Camaj's remains were never found or identified. He has been called the "patron saint of window washers" due to his dedication and the tragic circumstances of his death.

In the aftermath of the attacks, the community of Manhasset, where Camaj lived, was deeply affected. According to The New York Times, Manhasset lost over 40 residents, with Camaj being one of them. His son Vincent recounted that a children's book was once written about his father because his job seemed so unusual. In the book, Camaj said he came to America because people told him, "If you move there, you will have a beautiful car and a big house and there is freedom." He found peace washing windows, often saying, "I don't bother nobody and nobody bothers me. It's just me and the sky".

== Legacy ==
Roko Camaj's name is inscribed on the South Pool of the National September 11 Memorial & Museum, on Panel S-37. His life and work continue to be honored by family, friends, and colleagues. His story is a testament to the courage and dedication of those who worked at the World Trade Center.

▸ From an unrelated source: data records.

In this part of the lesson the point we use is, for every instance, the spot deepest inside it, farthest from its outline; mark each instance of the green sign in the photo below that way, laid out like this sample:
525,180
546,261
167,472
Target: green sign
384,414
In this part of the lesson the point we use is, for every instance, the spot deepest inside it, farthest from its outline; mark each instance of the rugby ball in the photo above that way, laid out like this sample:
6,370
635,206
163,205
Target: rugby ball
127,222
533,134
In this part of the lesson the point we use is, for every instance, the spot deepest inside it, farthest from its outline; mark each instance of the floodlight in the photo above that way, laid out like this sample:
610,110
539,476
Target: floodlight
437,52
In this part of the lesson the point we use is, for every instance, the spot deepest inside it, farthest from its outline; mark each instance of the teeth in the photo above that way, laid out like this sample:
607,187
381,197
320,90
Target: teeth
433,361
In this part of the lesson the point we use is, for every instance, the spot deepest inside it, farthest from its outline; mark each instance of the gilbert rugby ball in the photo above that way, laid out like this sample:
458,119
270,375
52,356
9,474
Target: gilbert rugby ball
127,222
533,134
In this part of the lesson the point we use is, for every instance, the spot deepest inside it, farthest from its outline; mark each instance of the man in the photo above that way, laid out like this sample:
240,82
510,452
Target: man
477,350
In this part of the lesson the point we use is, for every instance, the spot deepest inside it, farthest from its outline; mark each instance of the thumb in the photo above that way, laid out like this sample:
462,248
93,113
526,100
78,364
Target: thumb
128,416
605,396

Camaj's 1999 interview with RTL Nieuws resurfaced a few days after the attacks, when Max Westerman made a two and a half minute item about him after seeing Camaj's son on CNN. The item is still available through YouTube.

Camaj's routine and untimely death are captured in Steven Berkoff's poem "Requiem for Ground Zero." The poem juxtaposes the lives of ordinary New Yorkers, including Camaj, with the actions of the 9/11 hijackers, emphasizing his role in maintaining the Twin Towers just before the attacks. "Requiem for Ground Zero" was performed by Berkoff, a maverick writer-director known for his acerbic and often controversial works, at the Edinburgh Fringe in 2002.

Roko Camaj's life and work were also profiled in the book Window Washer: At Work Above the Clouds by Keith Elliot Greenberg, published in 1995. The book provides a detailed look at the dangerous yet essential job of window washers at the World Trade Center, highlighting Camaj's experiences and dedication.

In a Fox News article, Camaj's son shared his reaction to visiting the National 9/11 Memorial. The article highlights the emotional journey of visiting the site where his father's name is inscribed, reflecting the enduring impact of Camaj's life and legacy on his family. This visit was a poignant reminder of the personal stories behind each name on the memorial, bringing a human element to the vast tragedy of 9/11.

In a 2013 New Yorker article, it was mentioned that on September 11, three window washers were at work at the World Trade Center when the first plane struck. In the south tower, the Trade Center's veteran rig operator, Roko Camaj, and an apprentice, Fabian Soto, were cut off near the roof and killed when the building collapsed. Their surviving colleagues are convinced that in the last moments before the tower fell Camaj was trying to use the cleaning scaffold to reach safety.
Joe Crookston paid tribute to Roko in a song he released on April 1, 2014 "Tuesday Morning (For Roko)" on the Album "Georgia I'm Here"
Camaj was featured posthumously in The History Channel's documentary, World Trade Center: A Modern Marvel.